For my Final Project, I wanted to flesh out one of the stories of UMW. How did the campus get connected to the internet and what was the first email? I had several conversations with Dr. Ackermann of the Computer Science department, Deborah Boutchyard of Network and Communications Services, and Sean O’Brien of the CIO Office for information pertaining to my project. To create the documentary, I used film gathered in an interview with Dr. Ackermann, and I used the information gathered in other discussions to provide further comparison and analysis to the story. Dr. Ackermann received the first ever email message at UMW (At the time, the school was MWC…) I learned some interesting facts about the early days of the schools internet.
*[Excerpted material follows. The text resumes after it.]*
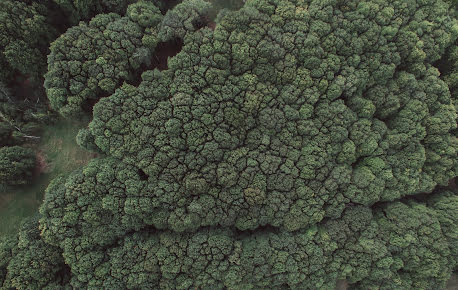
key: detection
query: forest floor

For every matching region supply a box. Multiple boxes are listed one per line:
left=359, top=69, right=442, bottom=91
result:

At first, the connection was a 56K transmission rate. At my home in King George, VA, I have a 56K internet connection through dial-up. I can recognize the speed difference immediately, but how would I express that to students of the modern era or future viewers of the documentary? To accomplish this, I did a little math, failed miserably, and then I found a wonderful resource to accomplish the task much easier. I first calculated the file size of John Mayer’s last album, then I put that number into this webpage (http://bandwidth.com/tools/calc.html). I found out that at the original UMW internet speed, it would have taken over 3 hours to download the album. Now, the album takes less than 10 minutes to download.
Interesting facts like this will hopefully allow any viewers of the documentary to understand the changes of the information age, and how the connection of the campus to the internet exhibits these changes.